現地事務所の所長さんが、ハマムが好きで良く行くそうです。
ハマムとは、トルコの銭湯です。
銭湯といっても、サウナのような感じで、あかすりとかやってくれるとの事です。
私は結局行きませんでしたが、ホテルから歩いて15分程のところにそのハマムはありました。
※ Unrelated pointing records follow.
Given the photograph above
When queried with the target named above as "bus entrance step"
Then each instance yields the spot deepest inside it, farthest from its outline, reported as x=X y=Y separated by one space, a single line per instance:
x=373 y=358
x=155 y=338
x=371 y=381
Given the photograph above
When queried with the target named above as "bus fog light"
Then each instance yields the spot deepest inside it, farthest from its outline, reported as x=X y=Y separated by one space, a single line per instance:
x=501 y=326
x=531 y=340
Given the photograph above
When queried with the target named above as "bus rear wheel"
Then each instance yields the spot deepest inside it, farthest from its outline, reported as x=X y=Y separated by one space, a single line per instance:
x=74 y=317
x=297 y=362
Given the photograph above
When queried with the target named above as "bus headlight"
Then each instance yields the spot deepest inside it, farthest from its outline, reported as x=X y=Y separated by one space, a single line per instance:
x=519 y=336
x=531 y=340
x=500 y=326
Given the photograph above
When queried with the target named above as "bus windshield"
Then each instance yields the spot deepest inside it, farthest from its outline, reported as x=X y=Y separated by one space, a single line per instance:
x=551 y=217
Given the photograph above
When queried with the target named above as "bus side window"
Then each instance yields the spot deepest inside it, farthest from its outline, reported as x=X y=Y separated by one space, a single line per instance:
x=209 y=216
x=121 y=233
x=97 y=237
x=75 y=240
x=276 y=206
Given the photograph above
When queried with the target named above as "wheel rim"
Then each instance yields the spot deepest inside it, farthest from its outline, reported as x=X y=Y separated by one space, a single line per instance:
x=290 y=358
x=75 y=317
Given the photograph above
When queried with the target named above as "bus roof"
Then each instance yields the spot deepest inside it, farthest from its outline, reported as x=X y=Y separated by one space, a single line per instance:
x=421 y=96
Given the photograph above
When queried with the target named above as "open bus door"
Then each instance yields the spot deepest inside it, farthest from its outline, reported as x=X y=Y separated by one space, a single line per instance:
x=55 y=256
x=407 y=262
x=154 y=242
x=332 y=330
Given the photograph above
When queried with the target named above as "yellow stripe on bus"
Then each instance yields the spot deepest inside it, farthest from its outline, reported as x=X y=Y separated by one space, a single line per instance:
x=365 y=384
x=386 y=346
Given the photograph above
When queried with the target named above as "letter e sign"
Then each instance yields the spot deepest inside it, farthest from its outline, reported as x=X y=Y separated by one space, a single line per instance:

ある日の休日、救急車がホテルの前の道路をけたたましくサイレンを鳴らしながら通過して行きました。
何かあったのかと、ホテルから救急車の言った方向に散歩がてら歩いていくと、
どうやら救急車はハマムの前に止まっている様です。

腰にバスタオルを巻いた人が、担ぎこまれているのが遠目に見えました。
「ありゃりゃ、大変だなぁ」とそれを見た次の日、事務所へ行くと、所長さんがお休みです。
「所長さん、ハマムで倒れて、救急車で運ばれたそうだよ。」
と言っているのが聞こえました。
(ま、まさか、あの老人は所長さんだったのか!)

事務所は大騒ぎです。
色々な事務処理があり、所長さんが居ないと大変なのです。
午後になり、お弁当のキョフテ(肉団子)をパクついていると、ふらっと誰か入ってきました。
良く見るとそれは所長さんでした。
「所長、大丈夫ですか?」
の問いかけに、
「ん? 大丈夫、大丈夫。ちょっとのぼせただけだから。」
と、とても元気そうに言いました。

「ハマムであったまっていたら、急にクラっとしてねぇ。こりゃいかんと思ったんで、色々言ったが言葉が通じず、めんどくさいからわざと倒れたんだよ。そうしたら、救急車よばれちゃってねぇ。
引っ込みが付かないからそのまま乗っちゃったってわけ。
みんなも、具合が悪くなったら、無理せず倒れなさい。そうすれば自動的に病院に連れて行ってくれるから。」

だって。

まったく、人騒がせな所長さんです。

シミット(ゴマ付きのパン)を頬張り、チャイ(トルコの紅茶:とても甘くして飲む)を飲みながら、
新聞を読む所長さんを、みんな白い目で見ていたのでした。